Voice/Vision Holocaust Survivor Oral History Archive

Emerich Grinbaum - October 3, 2000 & January 8, 2001

Allied Bombings

D...d...did they bomb the camp?


They never, never...

Yeah but, they bombed surrounding. Matter of fact, I want to--I forgot to tell you a very strange experience. The new uh, the Christmas Eve, December 24, that was the huge bombing by Americans or British, I don't know, of Munich. We saw. Munich was burning. We had such a pleasure to, to watch this. Didn't bomb the--Munich was, that was not very decent from, from another Christian to--during, but they bombed. I remember that was the biggest bombing which we saw. It was close, it was ten, fifteen kilometers. We could see it burning, so. So from February uh, from February, we had very little food. Not much work. Some people even didn't go out to work. My father survived somehow because he was-- didn't work. The--we were getting worse, worse, but a lot of people died. But we survived somehow. And matter of fact, until, until it was beginning--and, and then in March they started coming new and new people from other places, from Buchenwald from other places. You know, because the front came from both sides, from East Russians from the western and we were some, somehow on the middle.

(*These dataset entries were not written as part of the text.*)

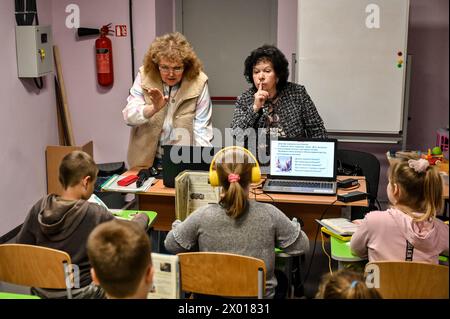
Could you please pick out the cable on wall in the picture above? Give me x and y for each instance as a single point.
(130, 5)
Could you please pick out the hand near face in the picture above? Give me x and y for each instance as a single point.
(260, 98)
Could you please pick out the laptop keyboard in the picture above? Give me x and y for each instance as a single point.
(303, 184)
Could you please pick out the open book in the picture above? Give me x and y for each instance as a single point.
(166, 278)
(340, 226)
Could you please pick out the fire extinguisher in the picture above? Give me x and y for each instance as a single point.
(103, 49)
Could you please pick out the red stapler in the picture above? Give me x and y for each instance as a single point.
(127, 180)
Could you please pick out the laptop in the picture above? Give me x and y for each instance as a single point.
(302, 166)
(177, 158)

So the camp became bigger and bigger, I mean uh, concen...more, they put more people in the barracks. And middle of April, sometime, the 15th--20th of April, I don't know, the eintreten and they took several hundred, maybe more people to the train station. Now it starts whatever he says. So, I don't know. We had many thousand, instead of one thousand, they gathered a lot of people. Those who arrived they were half dead. Mostly dead who arrived from other camps. But we were still alive. So they put us on a train. And they took us somewhere.